Após alguns dias, os três ficam sabendo que um grupo de pessoas costumava rezar fora da cidade, às margens de um rio. Eles se dirigem para o local, onde encontram algumas mulheres que costumam se encontrar para fazer suas orações. É dia de sábado (At 16,13). Os missionários começaram a lhes falar. Entre elas se encontra Lídia, original da cidade de Tiatira, na Ásia Menor. Seu nome pode indicar que se trata de uma liberta, ou seja, uma escrava que comprou sua liberdade. Lídia é negociante de púrpura e "adoradora de Deus" (At 16,14). Tal expressão é usada, normalmente, para pessoas simpatizantes do judaísmo e observante de suas práticas religiosas. Essa mulher acolhe o evangelho, recebe o batismo com os de sua casa e oferece lugar para os missionários se hospedarem em sua casa (At 16,15).
Pouco sabemos da composição da comunidade de Filipos. Na própria carta, Paulo cita os nomes de Epafrodito, Evódia, Síntique, Sízigo, todos nomes de origem grega, indicando que a comunidade compunha-se de vários membros vindos da cultura grega e apenas o nome de Clemente, indicando um membro de origem romana. Estudiosos afirmam que 35% da comunidade compunha-se de romanos.
Como características dessa comunidade cristã, podemos destacar a solidariedade e a generosidade.
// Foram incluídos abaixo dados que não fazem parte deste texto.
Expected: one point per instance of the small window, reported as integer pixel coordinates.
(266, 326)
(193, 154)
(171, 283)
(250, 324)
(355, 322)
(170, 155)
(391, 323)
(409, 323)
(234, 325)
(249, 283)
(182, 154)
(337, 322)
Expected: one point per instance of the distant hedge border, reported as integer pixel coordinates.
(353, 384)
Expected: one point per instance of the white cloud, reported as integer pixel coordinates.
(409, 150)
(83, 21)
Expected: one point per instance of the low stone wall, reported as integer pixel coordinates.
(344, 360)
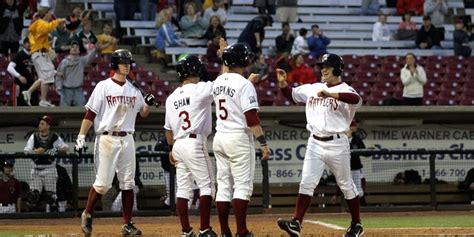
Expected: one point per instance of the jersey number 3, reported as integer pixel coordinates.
(222, 108)
(185, 116)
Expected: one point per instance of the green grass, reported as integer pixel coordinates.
(406, 221)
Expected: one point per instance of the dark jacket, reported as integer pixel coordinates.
(430, 37)
(18, 21)
(461, 43)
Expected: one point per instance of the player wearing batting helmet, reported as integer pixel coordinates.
(329, 113)
(188, 123)
(113, 108)
(237, 124)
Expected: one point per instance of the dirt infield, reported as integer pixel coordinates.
(260, 225)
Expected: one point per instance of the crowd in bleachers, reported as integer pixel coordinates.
(195, 26)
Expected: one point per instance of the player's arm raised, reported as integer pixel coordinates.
(253, 121)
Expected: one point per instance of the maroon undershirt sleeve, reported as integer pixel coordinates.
(90, 115)
(252, 118)
(350, 98)
(287, 92)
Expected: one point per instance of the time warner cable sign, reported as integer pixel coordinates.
(288, 147)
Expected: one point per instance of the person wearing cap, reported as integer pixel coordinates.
(330, 108)
(21, 69)
(461, 39)
(42, 54)
(70, 76)
(216, 9)
(428, 37)
(10, 189)
(44, 173)
(254, 33)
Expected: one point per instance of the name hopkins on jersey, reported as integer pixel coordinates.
(181, 102)
(224, 90)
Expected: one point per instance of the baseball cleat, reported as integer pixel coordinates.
(355, 230)
(86, 224)
(190, 233)
(207, 233)
(249, 234)
(293, 227)
(26, 97)
(130, 229)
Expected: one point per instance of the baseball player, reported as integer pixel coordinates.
(237, 124)
(112, 108)
(188, 123)
(330, 108)
(10, 191)
(44, 173)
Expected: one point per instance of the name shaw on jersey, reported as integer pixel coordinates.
(181, 102)
(125, 100)
(224, 90)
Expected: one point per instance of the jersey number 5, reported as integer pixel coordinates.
(185, 116)
(224, 113)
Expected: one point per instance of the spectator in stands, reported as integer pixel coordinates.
(436, 9)
(317, 43)
(11, 25)
(10, 189)
(42, 55)
(260, 67)
(107, 42)
(77, 18)
(370, 7)
(148, 9)
(215, 28)
(406, 29)
(124, 10)
(301, 72)
(62, 39)
(461, 40)
(212, 53)
(415, 6)
(70, 76)
(86, 37)
(216, 9)
(286, 11)
(300, 45)
(413, 77)
(284, 42)
(254, 33)
(265, 6)
(381, 32)
(192, 24)
(165, 35)
(21, 68)
(427, 37)
(43, 173)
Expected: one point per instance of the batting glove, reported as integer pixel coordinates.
(80, 145)
(150, 99)
(52, 152)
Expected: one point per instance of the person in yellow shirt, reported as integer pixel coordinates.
(107, 41)
(42, 55)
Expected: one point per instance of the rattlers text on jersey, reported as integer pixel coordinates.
(116, 106)
(332, 115)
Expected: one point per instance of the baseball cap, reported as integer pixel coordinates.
(48, 119)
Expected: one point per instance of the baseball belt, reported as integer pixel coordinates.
(328, 138)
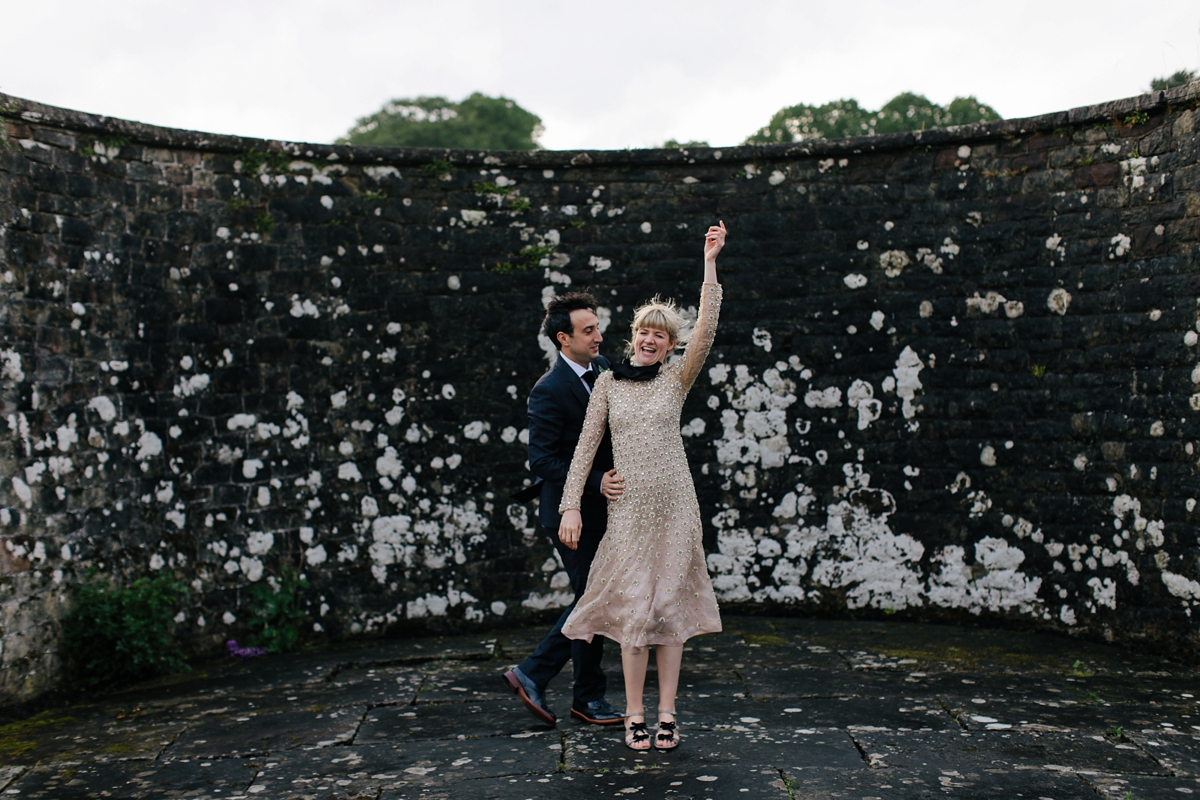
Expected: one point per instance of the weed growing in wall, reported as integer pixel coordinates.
(252, 161)
(264, 223)
(118, 635)
(276, 612)
(531, 257)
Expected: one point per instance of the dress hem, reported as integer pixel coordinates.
(675, 641)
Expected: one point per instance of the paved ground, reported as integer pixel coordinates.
(773, 708)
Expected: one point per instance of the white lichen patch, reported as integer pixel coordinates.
(893, 262)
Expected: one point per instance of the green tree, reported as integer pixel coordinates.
(846, 118)
(479, 122)
(1180, 78)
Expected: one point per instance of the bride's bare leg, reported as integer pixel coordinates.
(634, 666)
(670, 660)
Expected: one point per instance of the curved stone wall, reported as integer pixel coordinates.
(957, 372)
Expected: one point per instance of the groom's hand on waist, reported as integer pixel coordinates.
(612, 485)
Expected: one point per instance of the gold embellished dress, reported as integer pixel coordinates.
(648, 583)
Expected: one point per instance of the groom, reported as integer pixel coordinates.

Por diversas vezes Paulo pôde contar com sua ajuda: "Vós mesmos bem sabeis, filipenses, que no início da pregação do Evangelho, quando parti da Macedônia, nenhuma Igreja teve contato comigo em relação de dar e receber, senão vós somente" (4,15); "E, quando entre vós sofri necessidades, a ninguém fui pesado, pois os irmãos vindos da Macedônia supriram minha penúria" (2Cor 11,9). Também na coleta para os cristãos de Jerusalém os filipenses contribuíram prontamente (2Cor 8,1-2).
Na comunidade cristã de Filipos encontramos mulheres que desempenham papel de liderança. Dos quatro nomes citados na carta, dois são de mulheres que, segundo Paulo, trabalham arduamente a seu lado na proclamação do evangelho (4,3). Pela carta, percebemos, ainda, o quanto a comunidade é afetuosa. Paulo, por diversas vezes, demonstra carinho e afeto por seus membros e é correspondido na mesma altura. Ao se dirigir à comunidade ele não se denomina apóstolo, mas servo de Jesus Cristo. Isso parece demonstrar que Paulo não precisa convencê-la de sua autoridade apostólica como em outras situações (Rm 1,1; 1 Cor 1,1; 2Cor 1,1; GI 1,1). A confiança e o respeito mútuos superam a necessidade de títulos.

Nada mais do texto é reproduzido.